Vilks stressed that the priority now is to take budget consolidation measures for 2012. And even if there are any available assets, they should be used in the consolidation process, said Vilks, noting also a dramatic decrease in the welfare budget.
According to Vilks, inflation rates that determine indexing of retirement pensions can again decrease next year, so indexing should not be the priority now.
Several weeks ago, the mayor of Ventspils, Aivars Lembergs, had given Prime Minister Valdis Dombrovskis’ (Unity) government an “assignment” to index pensions, matching the inflation rate - 5 percent.

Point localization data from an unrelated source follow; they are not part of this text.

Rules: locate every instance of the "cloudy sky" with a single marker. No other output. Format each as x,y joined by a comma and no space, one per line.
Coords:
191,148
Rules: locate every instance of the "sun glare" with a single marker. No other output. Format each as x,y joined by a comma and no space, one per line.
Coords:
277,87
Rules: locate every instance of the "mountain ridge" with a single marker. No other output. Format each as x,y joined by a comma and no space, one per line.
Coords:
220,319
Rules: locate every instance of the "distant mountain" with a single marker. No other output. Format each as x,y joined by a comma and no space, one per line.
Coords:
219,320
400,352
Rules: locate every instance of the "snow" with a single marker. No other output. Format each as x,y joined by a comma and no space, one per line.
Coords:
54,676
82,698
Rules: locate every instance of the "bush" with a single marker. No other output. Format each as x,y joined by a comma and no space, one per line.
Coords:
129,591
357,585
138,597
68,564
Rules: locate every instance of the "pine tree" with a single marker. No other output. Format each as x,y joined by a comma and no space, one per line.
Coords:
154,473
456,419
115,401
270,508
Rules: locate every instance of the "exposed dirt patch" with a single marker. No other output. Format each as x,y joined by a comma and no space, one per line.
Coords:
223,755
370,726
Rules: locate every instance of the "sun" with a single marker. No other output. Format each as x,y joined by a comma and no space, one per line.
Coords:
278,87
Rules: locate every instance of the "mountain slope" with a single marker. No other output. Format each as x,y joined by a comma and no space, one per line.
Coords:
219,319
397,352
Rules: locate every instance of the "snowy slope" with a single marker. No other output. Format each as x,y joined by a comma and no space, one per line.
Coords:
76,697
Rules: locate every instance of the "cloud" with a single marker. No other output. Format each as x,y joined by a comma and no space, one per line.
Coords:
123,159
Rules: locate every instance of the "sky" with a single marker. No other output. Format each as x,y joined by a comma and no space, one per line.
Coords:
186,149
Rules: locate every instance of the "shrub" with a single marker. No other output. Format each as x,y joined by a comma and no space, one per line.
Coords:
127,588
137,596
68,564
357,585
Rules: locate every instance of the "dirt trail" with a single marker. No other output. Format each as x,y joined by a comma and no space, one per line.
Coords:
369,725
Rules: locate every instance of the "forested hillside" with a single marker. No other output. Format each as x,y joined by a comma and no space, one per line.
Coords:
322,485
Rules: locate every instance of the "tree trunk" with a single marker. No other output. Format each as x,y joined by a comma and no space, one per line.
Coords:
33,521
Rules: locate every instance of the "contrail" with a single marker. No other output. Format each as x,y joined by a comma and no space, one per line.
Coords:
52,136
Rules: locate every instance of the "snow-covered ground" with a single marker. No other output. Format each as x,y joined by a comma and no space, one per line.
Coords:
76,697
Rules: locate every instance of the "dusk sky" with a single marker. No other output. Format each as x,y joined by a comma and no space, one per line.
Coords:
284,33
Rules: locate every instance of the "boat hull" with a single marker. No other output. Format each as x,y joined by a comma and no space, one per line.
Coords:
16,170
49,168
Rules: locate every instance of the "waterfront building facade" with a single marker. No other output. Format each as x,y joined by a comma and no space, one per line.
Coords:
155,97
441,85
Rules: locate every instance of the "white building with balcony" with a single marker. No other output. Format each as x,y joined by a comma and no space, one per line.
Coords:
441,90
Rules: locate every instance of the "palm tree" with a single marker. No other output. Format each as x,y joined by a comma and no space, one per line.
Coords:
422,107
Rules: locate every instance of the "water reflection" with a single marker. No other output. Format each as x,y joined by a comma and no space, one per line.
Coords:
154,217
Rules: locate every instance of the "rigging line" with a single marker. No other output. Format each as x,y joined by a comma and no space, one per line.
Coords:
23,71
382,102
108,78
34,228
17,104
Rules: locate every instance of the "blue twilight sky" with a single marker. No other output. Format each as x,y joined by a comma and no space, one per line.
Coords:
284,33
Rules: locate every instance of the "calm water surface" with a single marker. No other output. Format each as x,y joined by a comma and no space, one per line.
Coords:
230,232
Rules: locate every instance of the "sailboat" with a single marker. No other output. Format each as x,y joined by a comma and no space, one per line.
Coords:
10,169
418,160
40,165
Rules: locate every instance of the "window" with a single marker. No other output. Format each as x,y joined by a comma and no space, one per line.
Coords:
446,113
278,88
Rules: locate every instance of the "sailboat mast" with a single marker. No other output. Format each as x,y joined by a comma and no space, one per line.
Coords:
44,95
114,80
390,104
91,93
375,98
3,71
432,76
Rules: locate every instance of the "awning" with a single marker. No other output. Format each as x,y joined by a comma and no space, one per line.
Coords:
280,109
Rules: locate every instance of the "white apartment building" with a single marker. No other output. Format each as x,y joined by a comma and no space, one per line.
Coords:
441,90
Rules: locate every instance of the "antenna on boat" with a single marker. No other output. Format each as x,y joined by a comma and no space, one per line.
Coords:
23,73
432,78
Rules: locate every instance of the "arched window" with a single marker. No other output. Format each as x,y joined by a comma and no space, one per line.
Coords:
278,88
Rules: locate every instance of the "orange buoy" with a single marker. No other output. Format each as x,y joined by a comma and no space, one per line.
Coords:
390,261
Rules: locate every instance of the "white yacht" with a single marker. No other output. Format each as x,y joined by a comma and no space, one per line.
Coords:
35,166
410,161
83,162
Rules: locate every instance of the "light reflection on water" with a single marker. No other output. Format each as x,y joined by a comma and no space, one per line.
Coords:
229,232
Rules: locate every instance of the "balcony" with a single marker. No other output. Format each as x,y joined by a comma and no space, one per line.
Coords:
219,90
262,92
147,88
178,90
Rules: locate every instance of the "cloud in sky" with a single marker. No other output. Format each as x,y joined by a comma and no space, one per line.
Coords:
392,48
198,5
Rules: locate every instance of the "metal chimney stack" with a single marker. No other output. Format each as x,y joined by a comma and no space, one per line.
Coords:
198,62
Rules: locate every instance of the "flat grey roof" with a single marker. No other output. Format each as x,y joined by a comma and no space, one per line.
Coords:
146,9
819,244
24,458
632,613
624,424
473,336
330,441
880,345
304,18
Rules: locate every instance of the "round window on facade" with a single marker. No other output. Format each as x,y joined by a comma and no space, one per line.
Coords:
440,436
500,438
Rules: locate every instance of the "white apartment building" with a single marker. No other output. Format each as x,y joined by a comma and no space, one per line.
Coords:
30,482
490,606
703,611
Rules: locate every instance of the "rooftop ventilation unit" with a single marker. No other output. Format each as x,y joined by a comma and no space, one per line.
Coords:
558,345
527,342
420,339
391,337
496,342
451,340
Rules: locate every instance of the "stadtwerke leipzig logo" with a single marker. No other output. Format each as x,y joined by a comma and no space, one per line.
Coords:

The Union of Greens and Farmers (ZZS) “categorically disagreed” with Vilks’ position on allocation of the social budget’s funds, and continued to insist on indexing retirement pensions.
ZZS has estimated that this year’s budget will have sufficient funds that can be channeled for pension indexing. The party rejects Vilks’ proposal to channel any available social budget funds to budget consolidation.
The government must not succumb to populism regarding the calls for higher salaries and indexing of pensions, said former President Valdis Zatlers after a meeting with Dombrovskis on July 6. Zatlers urged the government “to not succumb to populist promises that in fact border on misleading the people, promises that wages could be increased or pensions could be indexed.”
The government must be decisive in structuring the 2012 state budget so Latvia could complete the program that will lead it out of the crisis. The painful budget cuts must continue in the name of faster growth in the future, said Zatlers.
Strategic Analysis Commission Chairman Roberts Kilis’ statement that Latvia might have to abandon its pension system in the future kicked off the recent public debate about the pension system. His statement was deliberately provocative, said Dombrovskis on the LNT morning show ‘900 sekundes’ last week.
“The Strategic Analysis Commission chairman does not have the same liberty as an independent expert,” said the prime minister. Such problems are to be tackled in a different way, by social budget sustainability measures, which are currently on the government’s agenda.
A part of these measures has been already approved by the Cabinet and Saeima, while the approval of several other social budget sustainability measures in the parliament is still pending.
President Andris Berzins said on Latvian Radio on July 11 that if the budget situation allows, pension indexing can be done this year. Essentially, he added, that would be a question for the coalition.
Unity’s leadership said on July 12 that they have no objections to ZZS’ proposals, if money is available.